Une autre erreur non moins funeste avoit été implantée dans bien des esprits par la littérature du XVIIIe siècle; les écrivains de ce temps avoient proclamé que l'homme naît bon, qu'il n'a qu'à s'abandonner à lui-même sur la douce pente de ses inclinations pour aller au bonheur ; le mal dont les sociétés offrent partout l'affligeant spectacle ne peut dès lors venir que des institutions sociales; le XVIII® siècle en enseignant cette doctrine qui attaque un des dogmes du christianisme n'avoit d'autre but que de satisfaire l'incrédulité régnante, il ne vit pas qu'elle ébranloit profondément la société ; pour combattre l'influence ecclésiastique, on s'est mis de nos jours, à plusieurs reprises, à rééditer et à répandre les ouvrages qui renferment cette doctrine, et par là on a glissé dans bien des esprits une erreur fondamentale d'où sont sorties des théories funestes qui ont troublé l'ordre social.

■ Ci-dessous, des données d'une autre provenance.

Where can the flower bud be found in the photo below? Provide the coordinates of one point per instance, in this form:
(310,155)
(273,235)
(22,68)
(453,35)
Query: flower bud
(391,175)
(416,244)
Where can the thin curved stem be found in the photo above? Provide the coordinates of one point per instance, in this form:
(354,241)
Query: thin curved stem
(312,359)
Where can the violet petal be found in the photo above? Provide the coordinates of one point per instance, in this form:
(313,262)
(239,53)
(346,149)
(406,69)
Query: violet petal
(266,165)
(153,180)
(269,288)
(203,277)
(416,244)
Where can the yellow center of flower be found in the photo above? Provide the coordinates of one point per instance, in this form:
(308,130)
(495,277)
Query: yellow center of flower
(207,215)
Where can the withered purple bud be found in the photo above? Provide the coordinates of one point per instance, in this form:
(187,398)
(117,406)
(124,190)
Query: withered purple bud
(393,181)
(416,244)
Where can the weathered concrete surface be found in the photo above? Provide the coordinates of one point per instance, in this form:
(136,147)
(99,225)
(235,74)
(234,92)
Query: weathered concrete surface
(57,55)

"Que ce soit le devoir du gouvernement, dit M. Guizot, de venir en aide aux classes les moins favorisées du sort, de les soulager dans leurs misères et de les seconder dans leur effort ascendant vers les bienfaits de la civilisation rien n'est plus évident ni plus sacré; mais établir que c'est des vices de l'organisation sociale que découlent toutes les misères de tant de créatures et imposer au gouvernement la charge de les en garantir et de répartir équitablement le bien-être, c'est ignorer absolument la condition humaine, abolir la responsabilité inhérente à la liberté humaine et soulever les mauvaises passions par de fausses espérances: »

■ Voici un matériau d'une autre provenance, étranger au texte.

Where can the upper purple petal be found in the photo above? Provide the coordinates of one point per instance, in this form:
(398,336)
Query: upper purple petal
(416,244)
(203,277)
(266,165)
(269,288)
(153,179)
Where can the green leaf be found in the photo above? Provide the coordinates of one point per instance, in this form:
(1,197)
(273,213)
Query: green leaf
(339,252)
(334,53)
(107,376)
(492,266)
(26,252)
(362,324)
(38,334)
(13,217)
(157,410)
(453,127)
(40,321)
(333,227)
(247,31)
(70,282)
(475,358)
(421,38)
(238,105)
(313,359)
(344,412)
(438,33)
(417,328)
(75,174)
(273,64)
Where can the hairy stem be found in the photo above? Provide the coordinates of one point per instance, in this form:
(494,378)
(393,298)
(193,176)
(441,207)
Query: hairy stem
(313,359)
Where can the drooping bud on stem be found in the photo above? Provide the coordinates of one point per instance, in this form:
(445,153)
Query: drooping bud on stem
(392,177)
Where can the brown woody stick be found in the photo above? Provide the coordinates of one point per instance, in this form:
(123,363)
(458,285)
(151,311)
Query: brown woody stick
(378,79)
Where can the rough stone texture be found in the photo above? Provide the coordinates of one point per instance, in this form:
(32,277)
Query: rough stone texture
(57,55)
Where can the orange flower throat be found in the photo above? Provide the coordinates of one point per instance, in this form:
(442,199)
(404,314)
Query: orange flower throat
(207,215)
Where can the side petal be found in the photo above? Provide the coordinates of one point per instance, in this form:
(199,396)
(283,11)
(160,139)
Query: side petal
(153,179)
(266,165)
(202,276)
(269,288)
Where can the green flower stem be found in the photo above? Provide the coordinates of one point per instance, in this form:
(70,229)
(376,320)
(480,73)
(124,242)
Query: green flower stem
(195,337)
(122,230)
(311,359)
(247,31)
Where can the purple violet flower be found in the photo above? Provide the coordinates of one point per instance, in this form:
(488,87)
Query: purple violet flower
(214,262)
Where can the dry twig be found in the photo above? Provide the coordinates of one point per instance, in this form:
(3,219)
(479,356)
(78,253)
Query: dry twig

Dans une sphère moins élevée on vit se propager sous le règne de Louis-Philippe des idées politiques qui rendoient impossible tout gouvernement régulier; certains écrivains dans leurs exagérations démocratiques attribuoient aux peuples des droits sans bornes et une puissance sans frein. Nous avons déjà signalé l'erreur de ceux qui enseignent que les droits politiques sont des droits absolus, imprescriptibles et inaliénables auxquels tous les hommes peuvent prétendre et dont aucun ne peut être privé sans injustice; dans cet ordre d'idées il n'y a de gouvernement légitime que celui qui repose sur le suffrage universel. Toutes les sociétés démocratiques tendent au suffrage universel, mais il n'y a de droit politique qu'à la condition d'être capable de les exercer, « ce doit être le but et c'est le résultat naturel des bonnes institutions sociales, dit très-bien M. Guizot, d'éle

ver progressivement le plus grand nombre d'hommes à ce degré d'intelligence et d'indépendance qui les rend capables et dignes de participer à l'exercice du pouvoir religieux.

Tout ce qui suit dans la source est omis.